Des groupes d’hommes et de femmes défilent pieds nus devant les idoles, l’air inattentif et léger ; ils disent des prières cependant, en claquant des mains pour appeler l’attention des Esprits ; et puis s’en vont s’asseoir sous les tentes des vendeurs de thé, pour fumer et pour rire.

Le second temple est semblable au premier : même entassement de choses précieuses, même vétusté, même pénombre ; seulement il a cette particularité plus étrange d’être bâti en porte à faux, suspendu au-dessus d’un précipice ; ce sont des pilotis prodigieux qui depuis des siècles le soutiennent en l’air.
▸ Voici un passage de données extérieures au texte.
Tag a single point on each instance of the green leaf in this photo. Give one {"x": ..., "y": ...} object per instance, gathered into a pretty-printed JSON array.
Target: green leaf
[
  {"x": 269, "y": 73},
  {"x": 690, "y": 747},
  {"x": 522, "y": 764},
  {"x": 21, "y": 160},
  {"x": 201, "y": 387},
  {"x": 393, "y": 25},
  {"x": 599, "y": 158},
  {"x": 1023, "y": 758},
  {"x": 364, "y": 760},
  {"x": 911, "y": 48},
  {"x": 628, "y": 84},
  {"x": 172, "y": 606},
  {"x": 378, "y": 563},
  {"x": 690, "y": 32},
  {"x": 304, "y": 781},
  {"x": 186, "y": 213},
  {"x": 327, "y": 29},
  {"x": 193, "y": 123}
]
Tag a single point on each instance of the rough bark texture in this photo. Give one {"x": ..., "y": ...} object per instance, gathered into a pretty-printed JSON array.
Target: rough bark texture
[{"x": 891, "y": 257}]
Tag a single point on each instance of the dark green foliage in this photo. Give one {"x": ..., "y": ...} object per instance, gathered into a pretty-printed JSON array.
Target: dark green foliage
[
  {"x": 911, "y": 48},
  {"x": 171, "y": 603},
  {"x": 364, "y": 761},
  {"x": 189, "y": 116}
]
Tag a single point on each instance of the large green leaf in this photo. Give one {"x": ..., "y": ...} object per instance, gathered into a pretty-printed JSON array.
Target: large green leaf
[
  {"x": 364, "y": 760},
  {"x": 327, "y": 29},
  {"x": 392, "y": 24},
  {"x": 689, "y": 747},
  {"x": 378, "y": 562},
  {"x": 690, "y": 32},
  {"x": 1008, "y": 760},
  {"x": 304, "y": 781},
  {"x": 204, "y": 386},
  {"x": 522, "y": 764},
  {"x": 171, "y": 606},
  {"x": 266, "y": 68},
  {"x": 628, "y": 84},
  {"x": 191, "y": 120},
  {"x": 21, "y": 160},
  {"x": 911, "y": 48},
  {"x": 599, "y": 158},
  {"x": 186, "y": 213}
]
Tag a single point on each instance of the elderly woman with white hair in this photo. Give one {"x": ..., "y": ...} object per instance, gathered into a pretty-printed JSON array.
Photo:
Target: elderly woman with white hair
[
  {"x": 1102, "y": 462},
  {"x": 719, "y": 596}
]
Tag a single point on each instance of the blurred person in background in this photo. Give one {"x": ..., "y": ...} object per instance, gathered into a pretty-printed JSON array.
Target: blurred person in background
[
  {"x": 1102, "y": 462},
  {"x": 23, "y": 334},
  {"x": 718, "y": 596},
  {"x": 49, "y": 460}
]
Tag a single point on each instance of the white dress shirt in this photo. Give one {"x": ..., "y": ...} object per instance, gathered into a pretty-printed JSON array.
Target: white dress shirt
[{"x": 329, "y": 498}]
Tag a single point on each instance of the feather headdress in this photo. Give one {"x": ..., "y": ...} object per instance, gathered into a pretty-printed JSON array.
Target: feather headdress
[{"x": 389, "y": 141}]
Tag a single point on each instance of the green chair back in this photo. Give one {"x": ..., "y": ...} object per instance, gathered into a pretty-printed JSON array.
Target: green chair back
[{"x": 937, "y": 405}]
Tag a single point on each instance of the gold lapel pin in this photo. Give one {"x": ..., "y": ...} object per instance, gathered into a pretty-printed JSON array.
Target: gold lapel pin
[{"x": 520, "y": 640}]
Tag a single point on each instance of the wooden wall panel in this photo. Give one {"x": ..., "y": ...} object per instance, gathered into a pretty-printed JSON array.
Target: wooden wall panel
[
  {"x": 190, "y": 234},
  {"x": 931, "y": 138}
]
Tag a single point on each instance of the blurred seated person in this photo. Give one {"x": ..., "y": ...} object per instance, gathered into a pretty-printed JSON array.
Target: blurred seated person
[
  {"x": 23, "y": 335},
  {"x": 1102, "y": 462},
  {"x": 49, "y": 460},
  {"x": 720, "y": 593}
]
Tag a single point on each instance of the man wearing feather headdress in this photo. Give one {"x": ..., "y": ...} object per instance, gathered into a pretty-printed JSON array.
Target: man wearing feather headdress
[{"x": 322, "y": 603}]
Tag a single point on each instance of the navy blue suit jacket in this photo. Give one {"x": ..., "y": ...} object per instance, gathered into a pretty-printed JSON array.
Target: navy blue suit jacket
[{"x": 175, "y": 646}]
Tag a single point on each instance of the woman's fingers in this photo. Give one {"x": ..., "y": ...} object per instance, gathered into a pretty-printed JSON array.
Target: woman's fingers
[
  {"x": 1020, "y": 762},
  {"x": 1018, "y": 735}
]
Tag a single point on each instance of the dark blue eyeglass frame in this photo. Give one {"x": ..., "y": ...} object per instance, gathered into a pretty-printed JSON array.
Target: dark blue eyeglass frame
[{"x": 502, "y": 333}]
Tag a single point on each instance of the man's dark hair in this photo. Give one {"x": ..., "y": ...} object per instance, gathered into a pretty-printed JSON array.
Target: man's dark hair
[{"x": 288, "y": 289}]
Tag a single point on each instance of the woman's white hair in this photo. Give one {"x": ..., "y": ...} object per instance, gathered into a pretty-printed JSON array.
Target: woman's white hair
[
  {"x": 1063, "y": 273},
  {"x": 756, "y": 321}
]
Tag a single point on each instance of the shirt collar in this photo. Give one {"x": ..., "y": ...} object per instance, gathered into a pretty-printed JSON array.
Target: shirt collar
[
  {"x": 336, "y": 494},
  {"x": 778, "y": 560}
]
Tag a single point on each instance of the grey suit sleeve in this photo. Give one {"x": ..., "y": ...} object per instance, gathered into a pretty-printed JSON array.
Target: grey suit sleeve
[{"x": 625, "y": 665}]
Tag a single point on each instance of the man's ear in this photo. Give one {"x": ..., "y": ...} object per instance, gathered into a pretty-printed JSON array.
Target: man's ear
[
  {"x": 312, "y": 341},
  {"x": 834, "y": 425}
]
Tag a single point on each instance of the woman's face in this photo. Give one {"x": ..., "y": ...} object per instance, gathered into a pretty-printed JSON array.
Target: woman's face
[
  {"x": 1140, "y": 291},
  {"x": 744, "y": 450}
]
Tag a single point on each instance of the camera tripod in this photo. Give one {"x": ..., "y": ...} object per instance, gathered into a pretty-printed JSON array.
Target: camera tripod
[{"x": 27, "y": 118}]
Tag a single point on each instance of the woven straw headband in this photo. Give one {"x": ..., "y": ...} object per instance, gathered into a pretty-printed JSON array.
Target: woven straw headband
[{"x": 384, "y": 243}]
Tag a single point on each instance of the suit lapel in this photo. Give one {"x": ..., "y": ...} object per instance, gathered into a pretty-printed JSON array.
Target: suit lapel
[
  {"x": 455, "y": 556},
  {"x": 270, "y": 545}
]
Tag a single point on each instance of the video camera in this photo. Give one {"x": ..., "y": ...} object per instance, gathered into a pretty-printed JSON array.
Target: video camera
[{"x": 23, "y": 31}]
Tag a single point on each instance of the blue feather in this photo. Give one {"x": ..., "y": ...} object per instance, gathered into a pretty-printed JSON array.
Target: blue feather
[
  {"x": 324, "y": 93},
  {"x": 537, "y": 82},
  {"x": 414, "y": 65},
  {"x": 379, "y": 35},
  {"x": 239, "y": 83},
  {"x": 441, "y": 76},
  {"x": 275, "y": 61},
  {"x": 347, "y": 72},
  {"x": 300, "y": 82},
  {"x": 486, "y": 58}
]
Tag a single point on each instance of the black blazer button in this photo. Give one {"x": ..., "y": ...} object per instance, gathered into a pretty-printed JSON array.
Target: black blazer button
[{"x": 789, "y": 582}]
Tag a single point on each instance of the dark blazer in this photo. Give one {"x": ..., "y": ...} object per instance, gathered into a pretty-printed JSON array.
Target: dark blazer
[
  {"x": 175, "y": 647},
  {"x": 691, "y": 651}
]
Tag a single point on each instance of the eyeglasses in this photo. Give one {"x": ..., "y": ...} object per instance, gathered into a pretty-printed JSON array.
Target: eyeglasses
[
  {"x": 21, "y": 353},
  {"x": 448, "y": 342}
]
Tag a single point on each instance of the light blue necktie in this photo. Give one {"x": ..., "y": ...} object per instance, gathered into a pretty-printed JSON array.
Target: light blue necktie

En y entrant, on ne s’en doute pas, mais quand on arrive au bout, à la véranda du fond, on se penche avec surprise, pour plonger les yeux dans le gouffre de verdure que l’on surplombe : des bois de bambous, d’une délicieuse fraîcheur et vus par en dessus en raccourcis fuyants. On est là comme au balcon de quelque gigantesque demeure aérienne.

D’en bas montent des bruits très gais d’eau jaillissante et d’éclats de rire. C’est qu’il y a là cinq sources miraculeuses, ayant le don de rendre mères les jeunes mariées, et un groupe de femmes s’est installé à l’ombre pour en boire.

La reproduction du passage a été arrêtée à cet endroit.